KKEZ
- Fort Dodge, Iowa; United States;
- Broadcast area: North Central Iowa
- Frequency: 94.5 MHz
- Branding: Mix 94.5

Programming
- Format: Hot adult contemporary

Ownership
- Owner: Connoisseur Media; (Alpha 3E Licensee LLC);
- Sister stations: KIAQ; KTLB; KVFD; KWMT; KXFT; KZLB;

History
- First air date: 1966
- Former call signs: KWMT-FM (1965–1974)

Technical information
- Facility ID: 35892
- Class: C1
- ERP: 100,000 watts
- HAAT: 183 meters (600 ft)

Links
- Webcast: Listen live
- Website: www.yourfortdodge.com

= KKEZ =

Radio station in Fort Dodge, Iowa

KKEZ (94.5 MHz, "Mix 94.5") is a commercial FM radio station in Fort Dodge, Iowa.
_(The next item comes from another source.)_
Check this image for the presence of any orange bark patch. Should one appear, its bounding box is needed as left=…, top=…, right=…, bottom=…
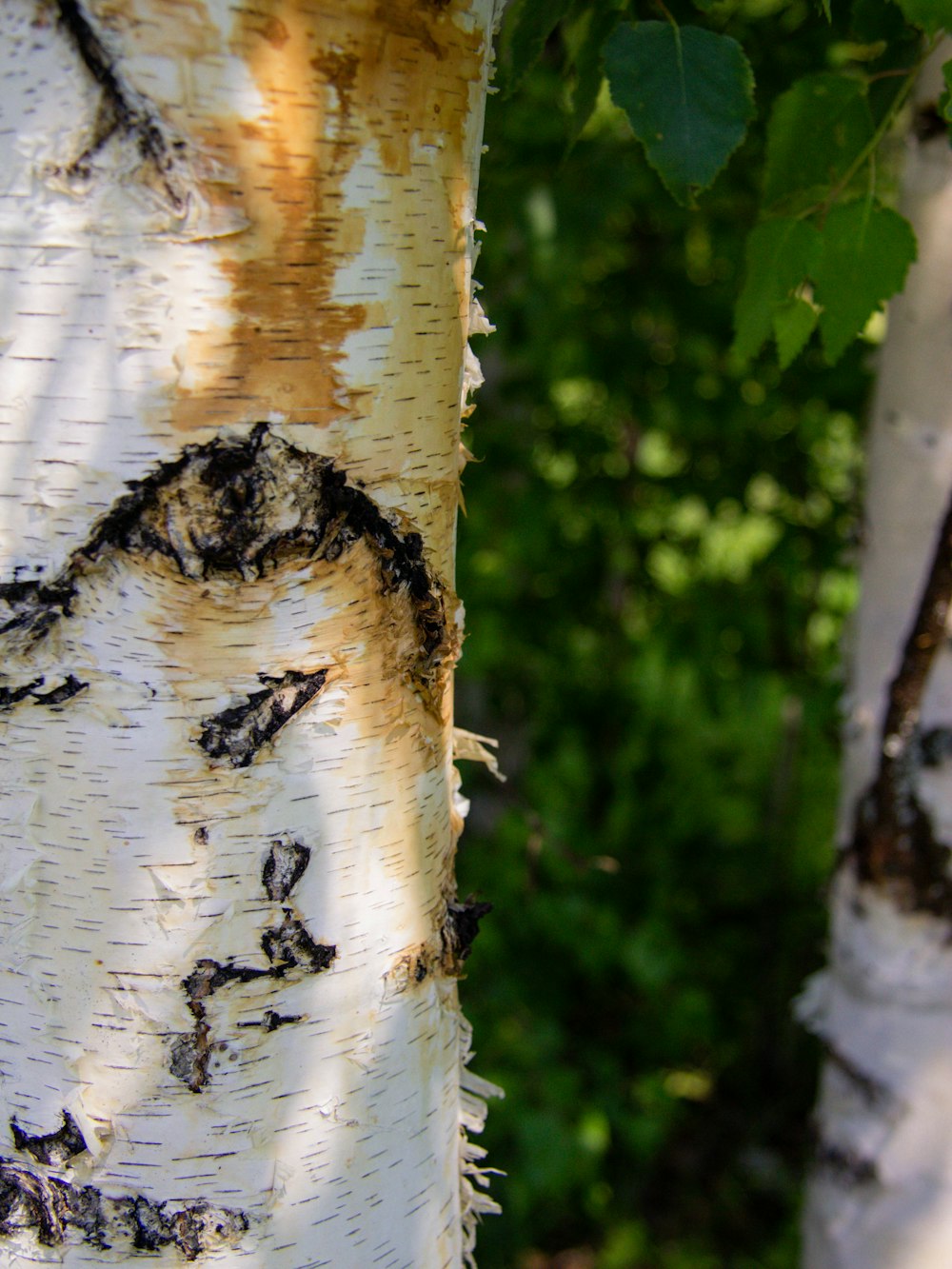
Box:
left=165, top=0, right=484, bottom=448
It has a hot adult contemporary radio format and is owned by Connoisseur Media. The transmitter is off U.S. Route 169 at Avenue G in Fort Dodge.

==History==
In 1966, the station signed on as KWMT-FM. It was the FM counterpart to KWMT (540 AM), simulcasting its country music and farm news programming. Around 1970, it switched to an automated beautiful music format, later taking the call sign KKEZ.

In 1979, KKEZ changed from beautiful music to contemporary hit radio (Top 40) as "Fort Dodge's Hit Radio 94, KKEZ". The station became branded as "Z94" by veteran Iowa programmer Jim Davis in 1986. In the early 1990s, the station flipped to classic rock. In January 2000, the station changed its format to adult contemporary as "Mix 94.5" until it went soft adult contemporary in January 2009.
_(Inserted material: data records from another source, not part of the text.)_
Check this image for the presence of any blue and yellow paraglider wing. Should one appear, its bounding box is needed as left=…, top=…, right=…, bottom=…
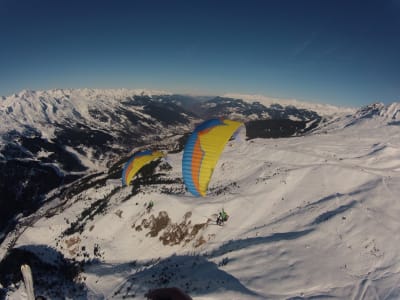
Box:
left=122, top=150, right=164, bottom=185
left=182, top=119, right=243, bottom=196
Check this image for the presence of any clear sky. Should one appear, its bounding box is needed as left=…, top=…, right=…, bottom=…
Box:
left=0, top=0, right=400, bottom=106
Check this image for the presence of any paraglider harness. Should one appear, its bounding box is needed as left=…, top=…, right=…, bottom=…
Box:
left=146, top=201, right=154, bottom=212
left=217, top=209, right=229, bottom=225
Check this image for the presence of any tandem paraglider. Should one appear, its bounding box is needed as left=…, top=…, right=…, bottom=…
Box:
left=182, top=119, right=245, bottom=197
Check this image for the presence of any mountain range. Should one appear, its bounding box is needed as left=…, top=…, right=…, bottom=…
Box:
left=0, top=89, right=400, bottom=299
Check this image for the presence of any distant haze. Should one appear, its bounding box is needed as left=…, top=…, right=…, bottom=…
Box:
left=0, top=0, right=400, bottom=107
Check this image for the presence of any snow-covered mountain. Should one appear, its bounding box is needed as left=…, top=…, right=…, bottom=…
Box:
left=224, top=93, right=356, bottom=117
left=0, top=89, right=332, bottom=240
left=0, top=98, right=400, bottom=300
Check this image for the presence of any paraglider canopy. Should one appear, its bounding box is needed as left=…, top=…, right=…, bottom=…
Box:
left=182, top=119, right=244, bottom=196
left=121, top=150, right=165, bottom=186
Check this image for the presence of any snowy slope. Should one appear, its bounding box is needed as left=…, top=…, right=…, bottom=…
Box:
left=224, top=93, right=356, bottom=117
left=0, top=104, right=400, bottom=299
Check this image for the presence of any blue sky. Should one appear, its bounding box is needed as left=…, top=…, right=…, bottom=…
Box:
left=0, top=0, right=400, bottom=106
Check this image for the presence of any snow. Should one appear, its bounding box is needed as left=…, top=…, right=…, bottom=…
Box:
left=224, top=93, right=355, bottom=117
left=0, top=105, right=400, bottom=300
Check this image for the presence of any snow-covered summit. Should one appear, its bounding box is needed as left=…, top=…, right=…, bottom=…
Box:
left=224, top=93, right=356, bottom=117
left=0, top=111, right=400, bottom=300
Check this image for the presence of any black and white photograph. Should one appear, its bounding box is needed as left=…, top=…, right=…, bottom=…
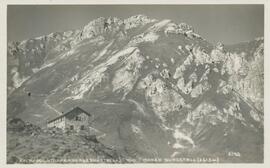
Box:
left=1, top=0, right=269, bottom=166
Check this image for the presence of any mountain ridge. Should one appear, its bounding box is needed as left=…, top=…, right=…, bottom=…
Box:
left=8, top=15, right=264, bottom=162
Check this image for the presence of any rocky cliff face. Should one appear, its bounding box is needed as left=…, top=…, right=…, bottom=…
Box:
left=8, top=15, right=264, bottom=162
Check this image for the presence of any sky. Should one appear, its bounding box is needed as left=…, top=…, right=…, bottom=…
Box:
left=7, top=5, right=264, bottom=44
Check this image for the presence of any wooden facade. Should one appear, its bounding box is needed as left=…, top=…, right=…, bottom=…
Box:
left=47, top=107, right=91, bottom=132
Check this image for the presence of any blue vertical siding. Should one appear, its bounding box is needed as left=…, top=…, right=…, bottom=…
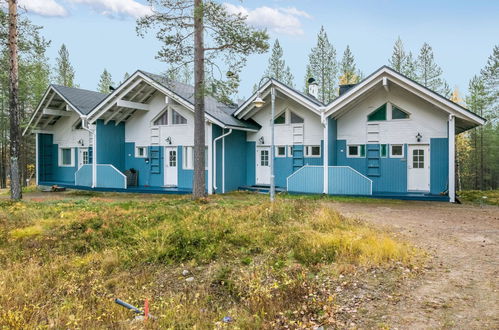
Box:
left=327, top=118, right=338, bottom=166
left=430, top=138, right=449, bottom=194
left=97, top=120, right=125, bottom=172
left=125, top=142, right=164, bottom=187
left=246, top=141, right=256, bottom=186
In 2000, KWMT and KKEZ were acquired by Clear Channel Communications, a forerunner to iHeartMedia. In 2007, Clear Channel sold the station to Coloff Media, who would later sell to Alpha Media. On July 31, 2009, the station reverted to its adult contemporary format while keeping the "Mix 94.5" name. Alpha Media merged with Connoisseur Media on September 4, 2025.